Matangkan Rencana Pembangunan Lima Tahun ke Depan, Pemkab Cilacap Susun RPJMD 2025–2029

NYALANUSANTARA, Cilacap- Pemerintah Kabupaten Cilacap telah mulai mematangkan arah pembangunan untuk lima tahun ke depan dengan menyusun Rencana Pembangunan Jangka Menengah Daerah (RPJMD) Kabupaten Cilacap Tahun 2025–2029. Rancangan tersebut disampaikan oleh Wakil Bupati Cilacap, Amy Amalia Fatma Surya, yang mewakili Bupati Cilacap, dalam Rapat Paripurna DPRD Kabupaten Cilacap pada Rabu, 21 Mei 2025.

Rapat paripurna yang digelar di Ruang Rapat DPRD Kabupaten Cilacap ini dibuka oleh Ketua DPRD Taufik Nurhidayat, yang hadir bersama para wakil ketua, yaitu Indah Mayasari, Suyatno, dan Sindi Syakir. Selain itu, turut hadir juga Bupati Cilacap Syamsul Auliya Rachman, Pj. Sekda Sadmoko Danardono, anggota DPRD, serta pejabat Pemkab Cilacap lainnya.

Dalam pemaparannya, Amy menyampaikan berbagai capaian makro yang menjadi dasar penyusunan RPJMD Kabupaten Cilacap. Beberapa indikator yang dijabarkan antara lain Indeks Pembangunan Manusia (IPM) sebesar 72,55, pertumbuhan ekonomi sebesar 2,65% (dengan migas) dan 5,01% (tanpa migas), angka kemiskinan sebesar 10,68%, serta tingkat pengangguran terbuka sebesar 7,83%. Di sektor ketahanan pangan, Indeks Ketahanan Pangan mencapai 84,39%, dan prevalensi kekurangan konsumsi pangan (PoU) sebesar 10,9%.

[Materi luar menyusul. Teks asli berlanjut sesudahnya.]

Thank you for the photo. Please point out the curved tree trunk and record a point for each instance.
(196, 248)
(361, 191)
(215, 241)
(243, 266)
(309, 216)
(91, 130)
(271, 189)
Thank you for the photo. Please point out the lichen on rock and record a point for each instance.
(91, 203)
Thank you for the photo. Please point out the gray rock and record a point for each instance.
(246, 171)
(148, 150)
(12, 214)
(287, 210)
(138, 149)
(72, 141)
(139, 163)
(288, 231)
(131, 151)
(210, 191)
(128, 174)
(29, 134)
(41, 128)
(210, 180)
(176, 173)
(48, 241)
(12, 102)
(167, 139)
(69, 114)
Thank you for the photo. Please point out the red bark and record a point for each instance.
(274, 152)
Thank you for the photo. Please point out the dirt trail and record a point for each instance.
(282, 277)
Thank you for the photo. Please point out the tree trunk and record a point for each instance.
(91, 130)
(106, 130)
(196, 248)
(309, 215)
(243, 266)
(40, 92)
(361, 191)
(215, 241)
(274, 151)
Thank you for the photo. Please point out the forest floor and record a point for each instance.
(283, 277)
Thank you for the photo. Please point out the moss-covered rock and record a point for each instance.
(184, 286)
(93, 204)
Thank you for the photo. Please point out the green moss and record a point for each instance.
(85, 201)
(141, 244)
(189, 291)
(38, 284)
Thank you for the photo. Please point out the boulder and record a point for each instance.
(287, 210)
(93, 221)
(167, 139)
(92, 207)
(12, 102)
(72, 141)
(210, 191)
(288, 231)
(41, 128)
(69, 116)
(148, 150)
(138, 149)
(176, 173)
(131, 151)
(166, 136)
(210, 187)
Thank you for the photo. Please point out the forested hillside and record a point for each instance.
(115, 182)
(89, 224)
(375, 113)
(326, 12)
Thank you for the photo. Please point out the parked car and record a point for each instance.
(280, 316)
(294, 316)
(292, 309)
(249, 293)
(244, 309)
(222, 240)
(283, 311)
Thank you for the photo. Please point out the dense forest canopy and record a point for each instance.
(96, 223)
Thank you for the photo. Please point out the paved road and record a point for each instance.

Amy menjelaskan bahwa pada tahun 2029, Pemkab Cilacap menargetkan beberapa hal penting, antara lain Pertumbuhan ekonomi berada di kisaran 5,77–5,84%, IPM meningkat menjadi 74,44, Angka kemiskinan turun menjadi 8,15%, Tingkat pengangguran terbuka menjadi 7,78%, Ketahanan pangan ditargetkan naik ke 85,43%, dan Prevalensi kekurangan konsumsi pangan (PoU) turun menjadi 9,57%.

Amy juga menekankan pentingnya integrasi perencanaan pembangunan dengan kebijakan dari Provinsi Jawa Tengah dan Pemerintah Pusat, termasuk program Asta Cita dan 35 program delegasi provinsi. Beberapa isu strategis yang menjadi perhatian dalam RPJMD ini adalah rendahnya optimalisasi potensi ekonomi lokal, ketimpangan infrastruktur, serta tantangan dalam tata kelola pemerintahan dan perubahan iklim.

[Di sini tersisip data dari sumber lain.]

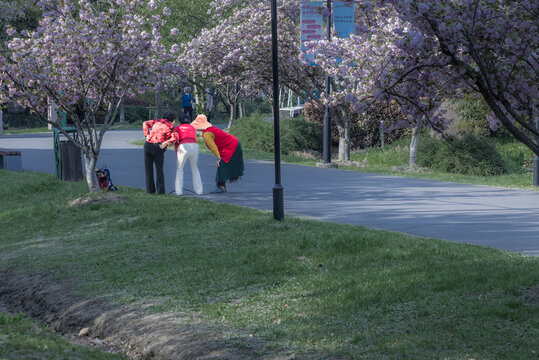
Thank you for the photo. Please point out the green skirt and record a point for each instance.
(232, 170)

Visi pembangunan Kabupaten Cilacap untuk lima tahun mendatang ditetapkan sebagai “Menuju Cilacap yang Maju, Berbudaya, Sejahtera, Adil, dan Merata (Maju dan Besar)”. Untuk mewujudkan visi tersebut, Pemkab Cilacap merumuskan lima tahapan strategi pembangunan, sebagai berikut:

* Tahun 2026: Fokus pada penguatan infrastruktur dan tata kelola pemerintahan, dengan pembangunan jalan produksi pertanian dan irigasi sebagai pondasi daya saing.
* Tahun 2027: Pengembangan ekonomi sirkuler berbasis pertanian, perikanan, dan industri, serta penguatan petani muda dan desa mandiri.
* Tahun 2028: Penguatan peran desa dalam pembangunan ekonomi yang adil, melalui pengembangan pertanian modern dan agrowisata.
* Tahun 2029: Peningkatan daya saing SDM, dengan fokus pada pendidikan 13 tahun dan penyediaan layanan kesehatan berkualitas.
* Tahun 2030: Masa transisi menuju RPJMD selanjutnya, dengan fokus pada daya saing ekonomi, reformasi birokrasi, dan digitalisasi layanan kesehatan.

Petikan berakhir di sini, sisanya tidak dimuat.